We were working erratic hours in Government jobs, and Kyriakou took much of the responsibility for our social activities into his own hands; our friends were his friends, so he would telephone those he liked best and inform them there was a good dinner on that night; not unnaturally the people he favoured were usually Greek-speaking or connected in some way with the Greek cause, so it happened that now and again the chromium and mirror bar,
the road-house splendour of our flat took on the atmosphere of a
taverna
. Kyriakou would sit and drink with us, pouring out the drinks and fetching clean glasses with that grace of a host which is instinctive to every Greek ever born.
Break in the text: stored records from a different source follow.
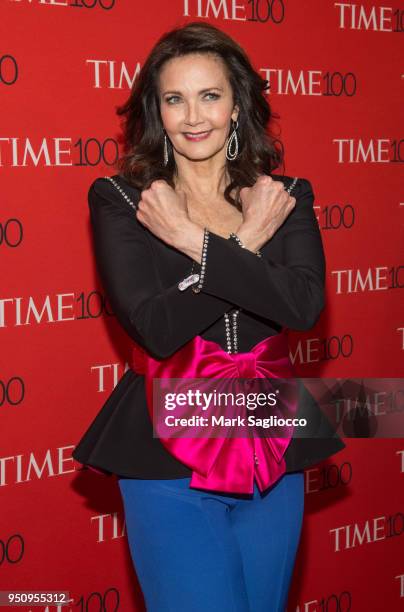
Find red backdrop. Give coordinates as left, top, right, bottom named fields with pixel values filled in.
left=0, top=0, right=404, bottom=612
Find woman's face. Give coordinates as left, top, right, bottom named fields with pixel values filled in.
left=159, top=54, right=239, bottom=161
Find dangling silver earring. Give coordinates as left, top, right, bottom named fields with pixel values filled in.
left=164, top=132, right=168, bottom=166
left=226, top=119, right=238, bottom=161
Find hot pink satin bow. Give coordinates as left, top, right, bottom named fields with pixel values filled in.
left=132, top=328, right=297, bottom=494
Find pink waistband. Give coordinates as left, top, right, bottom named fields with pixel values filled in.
left=132, top=329, right=297, bottom=493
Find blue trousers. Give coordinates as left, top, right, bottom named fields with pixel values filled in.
left=118, top=471, right=304, bottom=612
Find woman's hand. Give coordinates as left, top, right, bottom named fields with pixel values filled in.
left=237, top=174, right=296, bottom=251
left=136, top=179, right=192, bottom=246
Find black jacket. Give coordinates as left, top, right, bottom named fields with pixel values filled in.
left=72, top=175, right=345, bottom=479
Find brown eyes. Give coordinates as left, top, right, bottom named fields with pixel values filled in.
left=165, top=92, right=220, bottom=104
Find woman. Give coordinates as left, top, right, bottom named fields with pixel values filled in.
left=73, top=22, right=345, bottom=612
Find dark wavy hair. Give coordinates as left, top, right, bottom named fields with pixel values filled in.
left=116, top=21, right=283, bottom=209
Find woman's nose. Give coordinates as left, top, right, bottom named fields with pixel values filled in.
left=185, top=102, right=200, bottom=125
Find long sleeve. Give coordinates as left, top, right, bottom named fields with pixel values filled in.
left=88, top=178, right=232, bottom=359
left=199, top=179, right=325, bottom=330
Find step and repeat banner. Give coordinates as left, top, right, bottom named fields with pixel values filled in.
left=0, top=0, right=404, bottom=612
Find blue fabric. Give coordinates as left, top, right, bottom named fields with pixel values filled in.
left=118, top=471, right=304, bottom=612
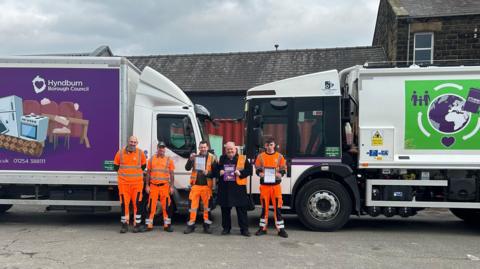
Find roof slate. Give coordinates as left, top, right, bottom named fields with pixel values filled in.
left=388, top=0, right=480, bottom=17
left=127, top=47, right=386, bottom=92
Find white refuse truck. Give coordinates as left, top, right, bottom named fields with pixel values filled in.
left=245, top=63, right=480, bottom=231
left=0, top=56, right=209, bottom=212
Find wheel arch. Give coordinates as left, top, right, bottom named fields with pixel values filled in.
left=290, top=163, right=361, bottom=214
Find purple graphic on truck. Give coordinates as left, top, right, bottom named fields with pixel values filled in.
left=0, top=67, right=120, bottom=172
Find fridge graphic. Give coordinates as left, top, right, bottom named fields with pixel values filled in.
left=0, top=95, right=23, bottom=137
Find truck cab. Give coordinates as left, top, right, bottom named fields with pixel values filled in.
left=245, top=70, right=354, bottom=229
left=245, top=65, right=480, bottom=231
left=133, top=67, right=210, bottom=209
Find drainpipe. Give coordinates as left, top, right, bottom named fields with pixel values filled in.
left=407, top=21, right=410, bottom=67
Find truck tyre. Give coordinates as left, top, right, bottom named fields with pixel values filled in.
left=295, top=178, right=352, bottom=232
left=450, top=208, right=480, bottom=225
left=0, top=205, right=13, bottom=214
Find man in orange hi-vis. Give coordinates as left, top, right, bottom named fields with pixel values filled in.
left=113, top=136, right=147, bottom=233
left=145, top=141, right=175, bottom=232
left=255, top=138, right=288, bottom=238
left=183, top=141, right=217, bottom=234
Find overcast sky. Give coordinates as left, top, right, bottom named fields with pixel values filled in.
left=0, top=0, right=379, bottom=56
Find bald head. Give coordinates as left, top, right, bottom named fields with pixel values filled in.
left=225, top=141, right=237, bottom=159
left=127, top=135, right=138, bottom=152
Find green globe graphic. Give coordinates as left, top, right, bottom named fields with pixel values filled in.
left=428, top=94, right=470, bottom=134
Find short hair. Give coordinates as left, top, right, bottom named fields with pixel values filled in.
left=265, top=137, right=276, bottom=144
left=223, top=141, right=236, bottom=147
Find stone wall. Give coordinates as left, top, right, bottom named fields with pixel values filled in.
left=396, top=15, right=480, bottom=65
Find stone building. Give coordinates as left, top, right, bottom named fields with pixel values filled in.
left=372, top=0, right=480, bottom=66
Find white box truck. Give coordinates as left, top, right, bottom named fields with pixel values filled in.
left=0, top=56, right=209, bottom=212
left=245, top=63, right=480, bottom=231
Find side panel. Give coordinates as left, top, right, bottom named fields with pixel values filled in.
left=359, top=67, right=480, bottom=169
left=0, top=64, right=120, bottom=172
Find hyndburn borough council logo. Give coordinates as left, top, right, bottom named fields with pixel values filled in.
left=32, top=75, right=47, bottom=93
left=405, top=80, right=480, bottom=150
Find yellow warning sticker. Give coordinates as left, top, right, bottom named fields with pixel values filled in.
left=372, top=131, right=383, bottom=146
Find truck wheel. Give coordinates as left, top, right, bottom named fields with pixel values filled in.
left=450, top=208, right=480, bottom=225
left=295, top=178, right=352, bottom=231
left=0, top=205, right=13, bottom=214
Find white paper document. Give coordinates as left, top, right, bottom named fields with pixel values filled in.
left=263, top=168, right=275, bottom=183
left=195, top=155, right=206, bottom=171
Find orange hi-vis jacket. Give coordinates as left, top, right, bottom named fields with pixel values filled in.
left=113, top=148, right=147, bottom=184
left=235, top=155, right=247, bottom=185
left=190, top=153, right=215, bottom=187
left=255, top=152, right=287, bottom=184
left=147, top=155, right=175, bottom=184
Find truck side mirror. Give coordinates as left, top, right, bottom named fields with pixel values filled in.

One day Kyriakou had news that his wife and children, left behind in Simi, had escaped to Palestine, and he intended to celebrate, he said, by giving a party for us and our friends. Nothing would stop him and we were not allowed to buy a single bottle of wine or contribute in any way to the expense. When a Greek sets out to give a party there is no cheese-paring. Where he went to do his marketing that day I never discovered, because when I asked him he giggled coyly and disclosed nothing, but I suspect that some of it at any rate was an underwater affair, for he returned home with a bucket of shell-fish the like of which had never before been seen in Alexandria; from this he concocted a pilaff which would have made a Spanish paella seem positively penny plain. It was a fish dinner, for as well as the pilaff there were mountains of fried fish (in Greece they like fried fish cold) with a great basin of
skordalia
, the Greek garlic sauce, and the masterpiece of the evening was an octopus stew. With passionate concentration he prepared it, and I watched him build up in a deep pot a bed of branches of thyme on which to lay a huge quantity of onions, tomatoes, garlic, bay leaves and olives, and then the octopus. Gently he poured red wine over his carefully constructed edifice, stirred in the ink from the fish, and left his covered pot to simmer the rest of the afternoon.